The Daily Scrum is for the Developers. The Product Owner and Scrum Master may attend if they are working on Sprint Backlog items.
Why It Matters
The Daily Scrum creates a tight feedback loop on the most important question in Scrum: are we on track to meet the Sprint Goal?
When the event works, the team sees risk early and adapts the plan daily. Surprises at Sprint Review become rare.
How It Works in Scrum
The Developers choose the format. The Scrum Guide does not prescribe one. Common formats include the three questions (yesterday, today, blockers), walking the board, or starting with the riskiest item.
What matters is the outcome:
- A clear read on whether the Sprint Goal is at risk
- An updated plan for the next day
- Visibility into impediments the Scrum Master needs to remove
Deeper conversations happen after the Daily Scrum, not inside the 15 minutes.
Common Mistakes
- Reporting status to a manager. The event is for the Developers, not for anyone else.
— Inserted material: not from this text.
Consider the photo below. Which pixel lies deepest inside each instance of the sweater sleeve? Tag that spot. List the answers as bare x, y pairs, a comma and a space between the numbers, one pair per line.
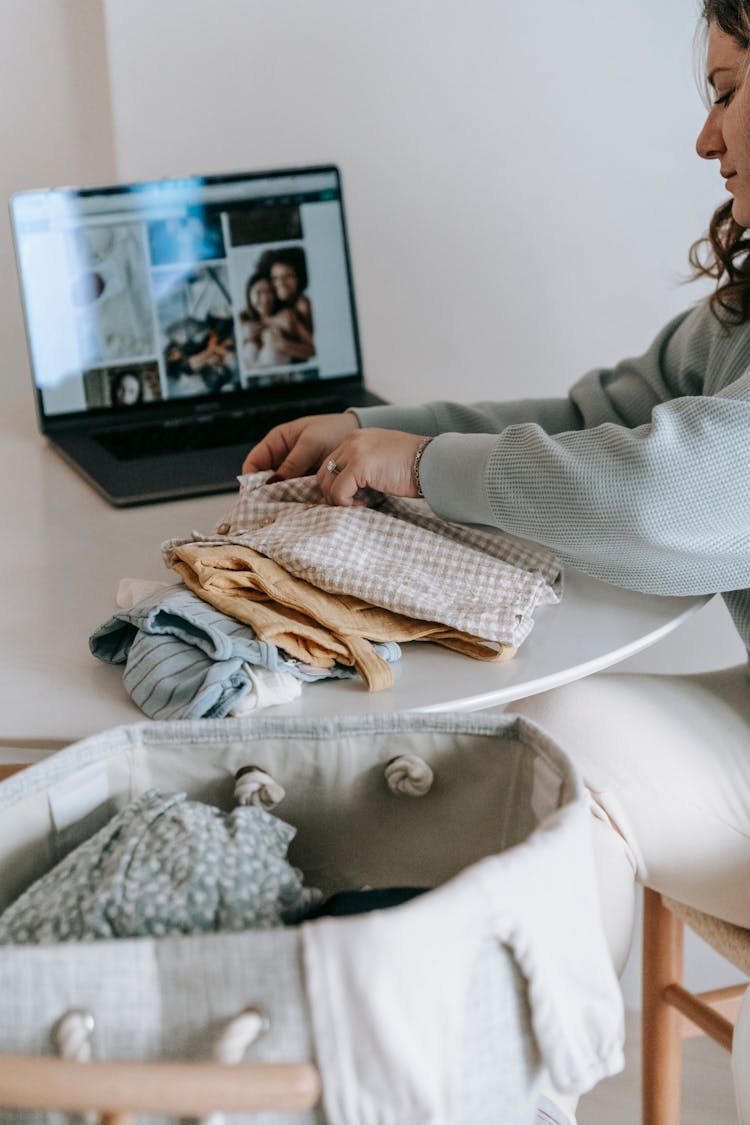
649, 491
625, 394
- Running long. The 15-minute time-box is a forcing function. Solve problems after the event, not during.
- Skipping it when "nothing has changed." The point is inspection. A fast confirmation that nothing changed is fine.
- Perfunctory round-robin. Reading three answers each with no real conversation is not a Daily Scrum.
- Scrum Master running it. The Scrum Master ensures the event happens. The Developers run it.
Key Takeaways
- 15 minutes, every working day, for the Developers.
- Inspect progress toward the Sprint Goal and adapt the plan.
- Format is flexible. Focus and time-box are not.
- A status meeting is not a Daily Scrum.